Appistry Delivers Appistry Enterprise Application Fabric 3.5

New Version of Appistry EAF Helps Enterprises Take Full Advantage of Converging Trends of Grid, SOA and Virtualization: Appistry, the pioneer and leading provider of application fabric software, today announced Appistry Enterprise Application Fabric 3.5. The new version, formerly code-named “Anvil”, allows software architects and developers to quickly and easily take advantage of the transparent scalability and reliability that comes from deploying their applications and services in a highly distributed application fabric. Appistry EAF 3.5 significantly reduces the barriers to developing and deploying high-performance service-oriented applications in Java, .NET or C/C++ without the re-architecture and extensive code changes required by traditional grid-based approaches. “With this new version of Appistry EAF, it’s never been easier to take advantage of our application fabric’s ability to virtualize and quickly scale key applications,” said Kevin Haar, CEO of Appistry. “We continue to offer the simplest, cleanest and most flexible framework for creating grid-enabled applications capable of high-volume data processing. Organizations can get up and running in no time, and quickly begin to save time and money while dramatically reducing complexity. We’ve eliminated any excuses to wait.” Appistry EAF 3.5 Key Benefits and Features:
  • Streamlined development and deployment – Application developers and architects can now unlock the full benefits of Appistry EAF without changing the code that powers their applications. By simply “annotating” their POJO (plain old Java object) or PONO (plain old .NET object) applications with source-level metadata, developers can readily exploit the scalability, reliability and parallelism provided by the application fabric environment.

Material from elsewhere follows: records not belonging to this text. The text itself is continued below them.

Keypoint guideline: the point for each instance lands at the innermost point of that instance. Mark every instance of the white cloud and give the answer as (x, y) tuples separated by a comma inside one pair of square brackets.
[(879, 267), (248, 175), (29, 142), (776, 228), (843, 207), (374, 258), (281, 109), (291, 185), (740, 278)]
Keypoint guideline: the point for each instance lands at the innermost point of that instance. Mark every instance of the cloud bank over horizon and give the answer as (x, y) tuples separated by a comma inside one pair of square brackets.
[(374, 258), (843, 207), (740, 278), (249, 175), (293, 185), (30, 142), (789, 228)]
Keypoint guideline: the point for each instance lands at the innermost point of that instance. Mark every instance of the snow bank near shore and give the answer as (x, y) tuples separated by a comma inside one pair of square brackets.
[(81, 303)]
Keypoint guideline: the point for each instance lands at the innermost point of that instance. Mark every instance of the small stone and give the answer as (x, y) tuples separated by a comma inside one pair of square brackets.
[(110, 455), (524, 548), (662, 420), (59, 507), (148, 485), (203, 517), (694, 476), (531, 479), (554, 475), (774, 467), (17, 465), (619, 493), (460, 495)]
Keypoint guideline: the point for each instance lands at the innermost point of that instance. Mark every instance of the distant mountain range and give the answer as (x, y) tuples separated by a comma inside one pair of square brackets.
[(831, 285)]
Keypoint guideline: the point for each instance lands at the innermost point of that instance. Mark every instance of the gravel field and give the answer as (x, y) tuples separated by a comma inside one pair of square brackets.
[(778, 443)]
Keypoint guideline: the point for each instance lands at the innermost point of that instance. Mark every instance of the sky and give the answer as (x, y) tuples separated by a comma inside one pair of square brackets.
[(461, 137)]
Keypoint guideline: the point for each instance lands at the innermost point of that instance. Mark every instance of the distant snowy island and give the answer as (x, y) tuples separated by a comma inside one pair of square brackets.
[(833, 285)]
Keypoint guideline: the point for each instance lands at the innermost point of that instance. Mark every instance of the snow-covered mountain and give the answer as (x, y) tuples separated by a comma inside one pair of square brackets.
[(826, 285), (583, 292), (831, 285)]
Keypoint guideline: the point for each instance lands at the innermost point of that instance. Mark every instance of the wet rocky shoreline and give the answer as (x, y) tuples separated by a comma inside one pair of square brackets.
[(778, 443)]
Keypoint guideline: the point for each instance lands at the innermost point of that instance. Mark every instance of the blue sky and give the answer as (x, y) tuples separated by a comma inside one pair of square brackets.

  • Enhanced capabilities for stateful applications – Appistry enhances its support for working with data cached in its Fabric Accessible Memory (FAM) — a reliable, in-memory data grid for application state information. With this new version, developers can effortlessly utilize rich, cross-platform map and array data types in FAM. In addition, user-defined complex types may be used as well; the fabric software automatically and transparently performs data serialization as needed.
  • Improved performance – Appistry EAF 3.5 represents the culmination of significant investments in optimizing the software’s performance. These optimizations have culminated in throughput increases in excess of 10x for transactional applications and 4x for data-intensive applications. As a result, customers are able to maximize processing capability while getting the most out of computing infrastructure investments.
  • Framework inherited agility and flexibility – Whether working with new applications, or refactoring applications never intended to run in a distributed manner, Appistry EAF 3.5 allows customers to scale applications across tens or even hundreds of computers and more quickly than ever before. Developers and architects can now get up and running with Appistry’s application fabric in no time.

“Traditional approaches to developing software applications at the scale required by our business is a growing challenge for our developers, not to mention the burden on our pocketbook of buying and operating expensive proprietary hardware,” said Ray Helmering, vice president of photogrammetric engineering at GeoEye. “By relying on the application fabric to provide scalability, reliability and manageability, we can leave our infrastructure concerns behind and focus on providing maximum value to our customers.” Availability Appistry EAF 3.5 is available immediately. ServerSide Java Symposium attendees may visit Appistry’s booth for a full demonstration of Appistry EAF 3.5. Additionally, Appistry’s co-founder and chief strategist Bob Lozano will be a part of the Symposium’s Industry Leaders Technology Panel on High Performance Architecture on March 22, 4:05-5pm.